Personal information
- Born: 4 August 1980 (age 45) Heilbronn, Germany

Chess career
- Country: Germany
- Title: Grandmaster (2003)
- FIDE rating: 2593 (July 2026)
- Peak rating: 2592 (April 2022)

= Fabian Doettling =

German chess grandmaster (born 1980)

Fabian Doettling (born 4 August 1980) is a German chess Grandmaster (2003).

==Biography==
In 1995, Fabian Doettling won the German Youth Chess Championship in the U15 age group. In 1996, in Rimavská Sobota he won the European Youth Chess Championship in the U16 age group.
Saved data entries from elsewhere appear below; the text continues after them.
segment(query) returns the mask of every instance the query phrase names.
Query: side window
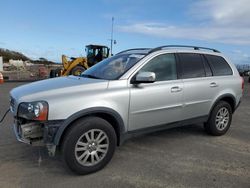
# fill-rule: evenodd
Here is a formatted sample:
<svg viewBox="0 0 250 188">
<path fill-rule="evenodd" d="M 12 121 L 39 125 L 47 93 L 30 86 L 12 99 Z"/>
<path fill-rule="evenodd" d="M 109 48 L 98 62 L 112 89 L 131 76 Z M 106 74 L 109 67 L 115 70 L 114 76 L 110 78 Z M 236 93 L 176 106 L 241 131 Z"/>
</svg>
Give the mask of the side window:
<svg viewBox="0 0 250 188">
<path fill-rule="evenodd" d="M 205 57 L 211 65 L 214 76 L 225 76 L 233 74 L 231 67 L 223 57 L 215 55 L 205 55 Z"/>
<path fill-rule="evenodd" d="M 176 80 L 177 73 L 175 55 L 159 55 L 144 65 L 139 72 L 154 72 L 156 81 Z"/>
<path fill-rule="evenodd" d="M 200 54 L 179 53 L 182 78 L 199 78 L 205 77 L 205 70 Z"/>
</svg>

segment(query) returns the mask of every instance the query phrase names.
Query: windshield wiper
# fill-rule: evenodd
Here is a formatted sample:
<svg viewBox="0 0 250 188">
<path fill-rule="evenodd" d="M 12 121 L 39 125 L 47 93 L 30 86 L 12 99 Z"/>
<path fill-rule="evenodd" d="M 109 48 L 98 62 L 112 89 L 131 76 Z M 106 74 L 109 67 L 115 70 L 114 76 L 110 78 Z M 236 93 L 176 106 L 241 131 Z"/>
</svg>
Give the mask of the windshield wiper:
<svg viewBox="0 0 250 188">
<path fill-rule="evenodd" d="M 97 76 L 94 75 L 90 75 L 90 74 L 82 74 L 81 77 L 85 77 L 85 78 L 94 78 L 94 79 L 101 79 Z"/>
</svg>

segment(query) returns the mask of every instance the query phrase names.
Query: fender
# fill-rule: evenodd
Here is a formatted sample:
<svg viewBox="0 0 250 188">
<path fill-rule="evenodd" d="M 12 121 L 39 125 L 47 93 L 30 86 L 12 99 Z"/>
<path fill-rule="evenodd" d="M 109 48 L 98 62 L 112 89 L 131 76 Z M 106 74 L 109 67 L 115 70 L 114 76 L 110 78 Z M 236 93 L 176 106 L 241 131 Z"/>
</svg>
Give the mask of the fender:
<svg viewBox="0 0 250 188">
<path fill-rule="evenodd" d="M 212 105 L 212 107 L 211 107 L 211 109 L 210 109 L 210 111 L 209 111 L 209 115 L 211 114 L 211 112 L 212 112 L 213 108 L 215 107 L 215 105 L 216 105 L 222 98 L 225 98 L 225 97 L 230 97 L 230 98 L 233 99 L 234 104 L 233 104 L 233 109 L 232 109 L 232 111 L 234 112 L 234 109 L 235 109 L 235 107 L 236 107 L 236 99 L 235 99 L 235 97 L 234 97 L 232 94 L 227 93 L 227 94 L 223 94 L 223 95 L 219 96 L 219 97 L 215 100 L 215 102 L 213 103 L 213 105 Z"/>
<path fill-rule="evenodd" d="M 91 115 L 91 114 L 95 114 L 95 113 L 104 113 L 104 114 L 109 114 L 110 116 L 112 116 L 113 118 L 115 118 L 115 120 L 118 123 L 118 127 L 119 127 L 119 136 L 124 134 L 125 132 L 125 125 L 124 122 L 122 120 L 122 117 L 120 116 L 119 113 L 117 113 L 116 111 L 114 111 L 113 109 L 110 108 L 105 108 L 105 107 L 93 107 L 93 108 L 87 108 L 81 111 L 76 112 L 75 114 L 71 115 L 70 117 L 68 117 L 63 123 L 62 125 L 59 127 L 55 138 L 54 138 L 54 144 L 55 145 L 59 145 L 61 137 L 64 133 L 64 131 L 66 130 L 66 128 L 68 126 L 70 126 L 70 124 L 72 122 L 74 122 L 75 120 L 86 116 L 86 115 Z"/>
</svg>

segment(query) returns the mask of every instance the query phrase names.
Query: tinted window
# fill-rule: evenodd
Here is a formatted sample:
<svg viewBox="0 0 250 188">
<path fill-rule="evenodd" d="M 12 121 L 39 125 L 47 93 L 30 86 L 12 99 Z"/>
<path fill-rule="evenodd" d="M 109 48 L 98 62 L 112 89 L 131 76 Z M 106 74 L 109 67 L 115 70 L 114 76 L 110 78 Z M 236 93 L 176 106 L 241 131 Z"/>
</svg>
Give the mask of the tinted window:
<svg viewBox="0 0 250 188">
<path fill-rule="evenodd" d="M 200 54 L 179 53 L 182 78 L 205 77 L 204 65 Z"/>
<path fill-rule="evenodd" d="M 205 55 L 211 65 L 214 76 L 232 75 L 233 71 L 223 57 Z"/>
<path fill-rule="evenodd" d="M 159 55 L 142 67 L 140 72 L 154 72 L 156 81 L 175 80 L 177 79 L 175 55 Z"/>
</svg>

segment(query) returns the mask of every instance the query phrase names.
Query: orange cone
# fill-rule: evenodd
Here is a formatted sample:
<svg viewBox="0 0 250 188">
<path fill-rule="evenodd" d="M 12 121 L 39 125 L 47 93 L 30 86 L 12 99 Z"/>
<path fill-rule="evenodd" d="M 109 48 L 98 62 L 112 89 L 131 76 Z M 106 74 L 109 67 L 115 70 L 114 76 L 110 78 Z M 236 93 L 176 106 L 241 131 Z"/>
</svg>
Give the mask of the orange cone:
<svg viewBox="0 0 250 188">
<path fill-rule="evenodd" d="M 3 74 L 0 72 L 0 84 L 3 84 L 4 80 L 3 80 Z"/>
</svg>

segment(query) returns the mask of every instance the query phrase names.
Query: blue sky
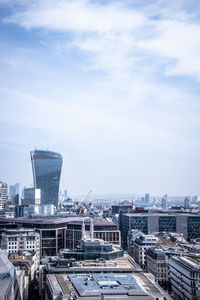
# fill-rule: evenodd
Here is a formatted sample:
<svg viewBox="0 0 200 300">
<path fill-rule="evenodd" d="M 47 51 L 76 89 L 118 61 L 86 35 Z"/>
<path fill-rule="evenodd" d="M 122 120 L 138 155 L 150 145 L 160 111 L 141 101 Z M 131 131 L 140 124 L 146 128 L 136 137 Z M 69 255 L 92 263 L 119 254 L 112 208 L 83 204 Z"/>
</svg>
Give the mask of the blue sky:
<svg viewBox="0 0 200 300">
<path fill-rule="evenodd" d="M 64 156 L 71 194 L 200 194 L 199 1 L 0 1 L 0 177 Z"/>
</svg>

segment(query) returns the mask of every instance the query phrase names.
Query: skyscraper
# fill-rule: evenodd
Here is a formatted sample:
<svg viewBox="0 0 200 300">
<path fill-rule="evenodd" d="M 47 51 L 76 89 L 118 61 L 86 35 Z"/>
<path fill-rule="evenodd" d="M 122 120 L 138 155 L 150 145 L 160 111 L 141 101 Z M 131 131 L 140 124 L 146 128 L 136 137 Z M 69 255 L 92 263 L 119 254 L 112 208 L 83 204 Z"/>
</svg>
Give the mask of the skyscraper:
<svg viewBox="0 0 200 300">
<path fill-rule="evenodd" d="M 62 156 L 45 150 L 31 151 L 34 188 L 41 189 L 41 204 L 58 207 Z"/>
<path fill-rule="evenodd" d="M 149 204 L 149 200 L 150 200 L 150 195 L 149 194 L 145 194 L 145 203 Z"/>
</svg>

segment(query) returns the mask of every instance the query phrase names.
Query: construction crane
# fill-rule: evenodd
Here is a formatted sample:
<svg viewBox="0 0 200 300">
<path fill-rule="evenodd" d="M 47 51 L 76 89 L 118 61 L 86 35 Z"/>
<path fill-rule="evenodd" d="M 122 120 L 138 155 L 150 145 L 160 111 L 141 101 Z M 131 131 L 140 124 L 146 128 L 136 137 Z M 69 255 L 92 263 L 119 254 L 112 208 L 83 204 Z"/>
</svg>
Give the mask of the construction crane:
<svg viewBox="0 0 200 300">
<path fill-rule="evenodd" d="M 84 202 L 83 202 L 83 204 L 84 204 L 84 206 L 85 206 L 85 208 L 87 209 L 87 210 L 89 210 L 89 207 L 88 207 L 88 205 L 86 204 L 87 202 L 90 202 L 90 195 L 92 194 L 92 191 L 89 191 L 89 193 L 87 194 L 87 196 L 86 196 L 86 198 L 85 198 L 85 200 L 84 200 Z"/>
</svg>

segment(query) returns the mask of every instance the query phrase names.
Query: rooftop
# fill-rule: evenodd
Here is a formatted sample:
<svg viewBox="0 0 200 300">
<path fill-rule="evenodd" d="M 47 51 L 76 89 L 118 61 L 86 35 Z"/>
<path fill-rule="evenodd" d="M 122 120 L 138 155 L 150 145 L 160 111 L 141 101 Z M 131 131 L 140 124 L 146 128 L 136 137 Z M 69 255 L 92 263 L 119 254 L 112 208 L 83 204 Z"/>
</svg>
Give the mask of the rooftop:
<svg viewBox="0 0 200 300">
<path fill-rule="evenodd" d="M 151 274 L 48 274 L 47 283 L 54 295 L 65 296 L 64 299 L 70 299 L 70 291 L 78 299 L 171 299 L 153 282 Z"/>
<path fill-rule="evenodd" d="M 141 268 L 135 263 L 130 256 L 125 256 L 110 260 L 86 260 L 76 261 L 72 267 L 54 267 L 51 263 L 47 265 L 48 272 L 61 273 L 78 273 L 78 272 L 136 272 Z"/>
</svg>

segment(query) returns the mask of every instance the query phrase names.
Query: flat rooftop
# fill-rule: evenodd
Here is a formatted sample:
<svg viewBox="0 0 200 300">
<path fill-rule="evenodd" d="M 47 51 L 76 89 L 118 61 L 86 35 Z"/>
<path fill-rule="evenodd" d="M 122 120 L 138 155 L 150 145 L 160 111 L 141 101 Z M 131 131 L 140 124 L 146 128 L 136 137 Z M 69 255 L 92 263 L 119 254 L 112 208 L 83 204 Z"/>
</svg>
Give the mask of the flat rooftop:
<svg viewBox="0 0 200 300">
<path fill-rule="evenodd" d="M 128 217 L 155 217 L 155 216 L 162 216 L 162 217 L 176 217 L 176 216 L 189 216 L 189 217 L 200 217 L 199 214 L 197 213 L 184 213 L 184 212 L 169 212 L 169 213 L 125 213 L 124 215 L 128 216 Z"/>
<path fill-rule="evenodd" d="M 125 274 L 125 273 L 96 273 L 96 274 L 48 274 L 47 286 L 55 295 L 65 296 L 70 299 L 76 295 L 76 299 L 134 299 L 134 300 L 171 300 L 156 283 L 152 281 L 150 274 Z M 66 297 L 68 296 L 68 297 Z M 62 298 L 61 298 L 62 299 Z"/>
<path fill-rule="evenodd" d="M 71 224 L 82 224 L 82 221 L 84 219 L 85 224 L 90 224 L 90 218 L 89 217 L 44 217 L 44 218 L 5 218 L 0 217 L 0 223 L 18 223 L 18 224 L 65 224 L 65 223 L 71 223 Z M 109 221 L 95 221 L 94 226 L 115 226 L 117 225 L 114 222 Z"/>
<path fill-rule="evenodd" d="M 79 272 L 139 272 L 141 268 L 130 257 L 121 257 L 109 260 L 85 260 L 76 261 L 73 267 L 54 267 L 52 263 L 47 264 L 47 272 L 50 273 L 79 273 Z"/>
</svg>

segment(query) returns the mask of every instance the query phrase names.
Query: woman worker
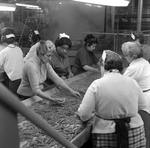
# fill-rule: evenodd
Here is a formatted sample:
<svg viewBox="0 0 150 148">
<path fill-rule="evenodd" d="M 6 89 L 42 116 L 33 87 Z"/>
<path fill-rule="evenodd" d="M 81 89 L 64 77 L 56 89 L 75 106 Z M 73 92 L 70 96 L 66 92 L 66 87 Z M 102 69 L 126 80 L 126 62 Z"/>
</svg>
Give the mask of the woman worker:
<svg viewBox="0 0 150 148">
<path fill-rule="evenodd" d="M 50 64 L 52 68 L 58 74 L 58 76 L 64 80 L 73 77 L 67 57 L 67 53 L 71 46 L 72 43 L 69 36 L 65 33 L 60 34 L 55 41 L 56 50 L 50 58 Z"/>
<path fill-rule="evenodd" d="M 142 32 L 135 31 L 131 33 L 131 38 L 141 47 L 143 51 L 143 58 L 150 62 L 150 45 L 146 44 L 144 34 Z"/>
<path fill-rule="evenodd" d="M 0 35 L 1 38 L 1 35 Z M 4 43 L 2 43 L 2 41 L 0 41 L 0 52 L 5 48 L 6 46 L 4 45 Z M 4 68 L 0 69 L 0 82 L 4 85 L 6 85 L 5 83 L 5 77 L 6 77 L 6 73 L 4 72 Z"/>
<path fill-rule="evenodd" d="M 41 40 L 41 36 L 37 30 L 31 31 L 29 34 L 29 42 L 31 42 L 31 48 L 27 55 L 24 57 L 24 62 L 33 57 L 36 54 L 36 48 L 38 46 L 38 42 Z"/>
<path fill-rule="evenodd" d="M 125 76 L 129 76 L 137 81 L 141 87 L 144 96 L 147 100 L 147 109 L 140 111 L 144 120 L 145 133 L 147 138 L 147 147 L 149 143 L 149 121 L 150 121 L 150 64 L 143 58 L 141 47 L 135 42 L 126 42 L 122 45 L 122 52 L 129 63 L 129 66 L 124 72 Z"/>
<path fill-rule="evenodd" d="M 15 34 L 12 28 L 6 27 L 1 30 L 1 41 L 6 46 L 0 52 L 0 69 L 6 73 L 3 84 L 14 94 L 17 94 L 21 82 L 23 52 L 15 44 Z"/>
<path fill-rule="evenodd" d="M 36 52 L 37 54 L 28 60 L 23 67 L 22 80 L 17 91 L 20 98 L 26 99 L 33 95 L 37 95 L 43 99 L 58 103 L 57 99 L 53 99 L 41 91 L 40 85 L 46 80 L 47 77 L 51 79 L 58 87 L 66 89 L 73 96 L 79 97 L 79 92 L 72 90 L 54 72 L 51 65 L 48 63 L 53 50 L 47 48 L 46 41 L 39 42 Z"/>
<path fill-rule="evenodd" d="M 97 65 L 98 63 L 98 58 L 93 52 L 98 44 L 98 40 L 92 34 L 88 34 L 84 41 L 84 47 L 78 50 L 72 67 L 72 72 L 74 75 L 86 71 L 99 72 L 98 68 L 93 67 L 93 64 Z"/>
<path fill-rule="evenodd" d="M 122 58 L 117 53 L 103 51 L 100 63 L 102 77 L 89 86 L 77 111 L 82 121 L 94 117 L 93 148 L 145 148 L 138 114 L 147 106 L 142 90 L 134 79 L 121 74 Z"/>
<path fill-rule="evenodd" d="M 147 98 L 147 105 L 149 106 L 147 112 L 150 113 L 150 64 L 143 58 L 142 49 L 135 42 L 123 43 L 121 50 L 129 63 L 124 75 L 137 81 Z"/>
</svg>

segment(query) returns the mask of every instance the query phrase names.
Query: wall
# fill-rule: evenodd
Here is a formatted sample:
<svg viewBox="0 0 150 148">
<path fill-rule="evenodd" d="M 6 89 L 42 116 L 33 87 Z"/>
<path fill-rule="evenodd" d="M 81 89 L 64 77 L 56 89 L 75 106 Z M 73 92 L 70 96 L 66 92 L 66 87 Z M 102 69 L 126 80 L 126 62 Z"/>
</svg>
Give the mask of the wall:
<svg viewBox="0 0 150 148">
<path fill-rule="evenodd" d="M 38 1 L 49 18 L 48 28 L 42 30 L 45 38 L 55 40 L 65 32 L 72 39 L 83 39 L 83 32 L 103 32 L 105 6 L 86 6 L 85 3 Z"/>
</svg>

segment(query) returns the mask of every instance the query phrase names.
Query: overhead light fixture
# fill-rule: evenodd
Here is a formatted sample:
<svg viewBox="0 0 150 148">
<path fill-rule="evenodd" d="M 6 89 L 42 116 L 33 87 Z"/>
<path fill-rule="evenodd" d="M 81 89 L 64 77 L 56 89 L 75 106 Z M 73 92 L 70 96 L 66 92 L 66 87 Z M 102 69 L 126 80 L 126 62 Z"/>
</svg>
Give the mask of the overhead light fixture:
<svg viewBox="0 0 150 148">
<path fill-rule="evenodd" d="M 22 3 L 16 3 L 16 6 L 22 6 L 22 7 L 30 7 L 30 8 L 39 8 L 39 6 L 36 5 L 28 5 L 28 4 L 22 4 Z"/>
<path fill-rule="evenodd" d="M 100 5 L 94 5 L 94 4 L 85 4 L 86 6 L 90 6 L 90 7 L 98 7 L 98 8 L 101 8 Z"/>
<path fill-rule="evenodd" d="M 115 7 L 125 7 L 128 6 L 128 4 L 130 3 L 130 0 L 73 0 L 73 1 L 91 3 L 96 5 L 115 6 Z"/>
<path fill-rule="evenodd" d="M 27 9 L 41 10 L 40 7 L 26 7 Z"/>
<path fill-rule="evenodd" d="M 0 11 L 15 11 L 16 5 L 14 4 L 6 4 L 6 3 L 0 3 Z"/>
</svg>

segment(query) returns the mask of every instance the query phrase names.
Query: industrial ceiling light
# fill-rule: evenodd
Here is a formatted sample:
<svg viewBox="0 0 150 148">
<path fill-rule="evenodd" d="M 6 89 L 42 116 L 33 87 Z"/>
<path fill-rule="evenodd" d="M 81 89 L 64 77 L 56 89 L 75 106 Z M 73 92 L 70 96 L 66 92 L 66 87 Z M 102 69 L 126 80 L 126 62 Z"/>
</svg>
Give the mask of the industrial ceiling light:
<svg viewBox="0 0 150 148">
<path fill-rule="evenodd" d="M 28 4 L 22 4 L 22 3 L 16 3 L 16 6 L 22 6 L 22 7 L 30 7 L 30 8 L 39 8 L 39 6 L 36 5 L 28 5 Z"/>
<path fill-rule="evenodd" d="M 125 7 L 128 6 L 128 4 L 130 3 L 130 0 L 73 0 L 73 1 L 97 5 L 115 6 L 115 7 Z"/>
<path fill-rule="evenodd" d="M 16 6 L 14 4 L 0 3 L 0 11 L 15 11 Z"/>
</svg>

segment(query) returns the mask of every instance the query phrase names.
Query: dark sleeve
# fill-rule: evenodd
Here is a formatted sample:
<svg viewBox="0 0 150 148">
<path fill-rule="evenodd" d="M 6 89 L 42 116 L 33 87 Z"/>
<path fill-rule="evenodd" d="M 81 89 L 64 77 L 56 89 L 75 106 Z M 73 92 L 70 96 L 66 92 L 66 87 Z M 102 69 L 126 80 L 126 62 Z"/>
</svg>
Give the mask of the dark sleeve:
<svg viewBox="0 0 150 148">
<path fill-rule="evenodd" d="M 98 58 L 96 57 L 94 53 L 93 53 L 92 59 L 93 59 L 93 63 L 96 65 L 98 63 Z"/>
<path fill-rule="evenodd" d="M 88 65 L 86 54 L 87 53 L 84 49 L 80 50 L 79 53 L 78 53 L 78 57 L 79 57 L 81 66 Z"/>
</svg>

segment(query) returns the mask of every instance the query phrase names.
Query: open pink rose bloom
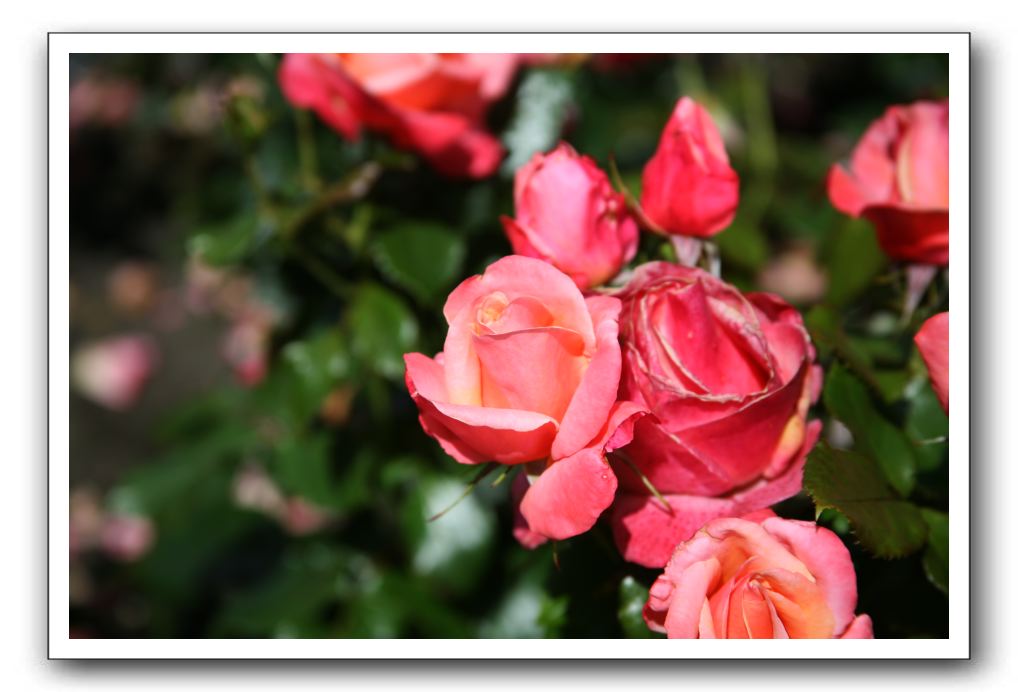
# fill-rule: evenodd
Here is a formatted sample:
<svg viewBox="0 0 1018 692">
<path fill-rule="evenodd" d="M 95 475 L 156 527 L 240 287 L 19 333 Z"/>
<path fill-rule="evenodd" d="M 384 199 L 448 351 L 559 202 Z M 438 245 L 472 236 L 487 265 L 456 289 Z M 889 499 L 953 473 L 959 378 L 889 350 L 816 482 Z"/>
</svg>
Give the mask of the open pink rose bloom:
<svg viewBox="0 0 1018 692">
<path fill-rule="evenodd" d="M 618 297 L 619 396 L 652 415 L 616 455 L 612 524 L 627 560 L 660 567 L 704 522 L 799 491 L 820 434 L 806 414 L 822 373 L 801 316 L 777 296 L 652 262 Z"/>
<path fill-rule="evenodd" d="M 503 153 L 484 115 L 517 65 L 506 53 L 294 53 L 279 81 L 293 104 L 347 139 L 378 132 L 446 175 L 481 178 Z"/>
<path fill-rule="evenodd" d="M 541 260 L 505 257 L 449 296 L 442 353 L 405 356 L 424 430 L 461 463 L 526 464 L 520 511 L 548 538 L 586 531 L 611 504 L 605 451 L 642 412 L 616 401 L 620 309 Z"/>
<path fill-rule="evenodd" d="M 716 519 L 676 548 L 643 617 L 670 639 L 872 639 L 855 605 L 852 558 L 832 531 Z"/>
<path fill-rule="evenodd" d="M 948 105 L 891 106 L 869 126 L 827 191 L 840 211 L 869 219 L 880 246 L 902 262 L 948 259 Z"/>
</svg>

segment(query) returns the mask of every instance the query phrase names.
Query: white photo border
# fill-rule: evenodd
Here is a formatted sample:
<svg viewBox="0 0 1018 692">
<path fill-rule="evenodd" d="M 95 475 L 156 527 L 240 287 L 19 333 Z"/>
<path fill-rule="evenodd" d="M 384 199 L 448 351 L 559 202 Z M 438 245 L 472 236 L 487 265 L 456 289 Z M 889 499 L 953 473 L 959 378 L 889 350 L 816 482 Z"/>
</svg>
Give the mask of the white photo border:
<svg viewBox="0 0 1018 692">
<path fill-rule="evenodd" d="M 71 639 L 68 618 L 69 62 L 73 53 L 943 53 L 952 279 L 949 634 L 930 640 Z M 51 659 L 967 659 L 970 657 L 970 35 L 957 33 L 51 33 L 48 643 Z"/>
</svg>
In 1998, Fabian Doettling ranked 5th in the World Youth Chess Championship in the U18 age group.

In 2000, 2002 and 2003, Fabian Doettling played for the German team at the Men's Chess Mitropa Cup, which in 2002 he won an individual gold medal and team silver medal, but in 2003 he became a winner in the team competition. In 2001, he shared first place in the U.S. Open Chess Championship. In 2003, Fabian Doettling won the International Chess Tournament in Bad Wiessee, but in 2005 he was the first in the International Chess Festival Untergrombach Open. In 2006, he won the International Chess Tournament in Baden-Baden, as well as the Dos Hermanas Online Chess Tournament, in which Fabian Doettling defeated Gata Kamsky, Magnus Carlsen and Bu Xiangzhi.

In German team chess tournaments Fabian Doettling represented the Baden-Baden chess club OSC Baden-Baden. He is a five-time Chess Bundesliga winner (2006-2009, 2011) and a triple winner of the German Chess Cup (2007, 2008, 2015).

In 2000, he was awarded the FIDE International Master (IM) title and received the FIDE Grandmaster (GM) title three years later.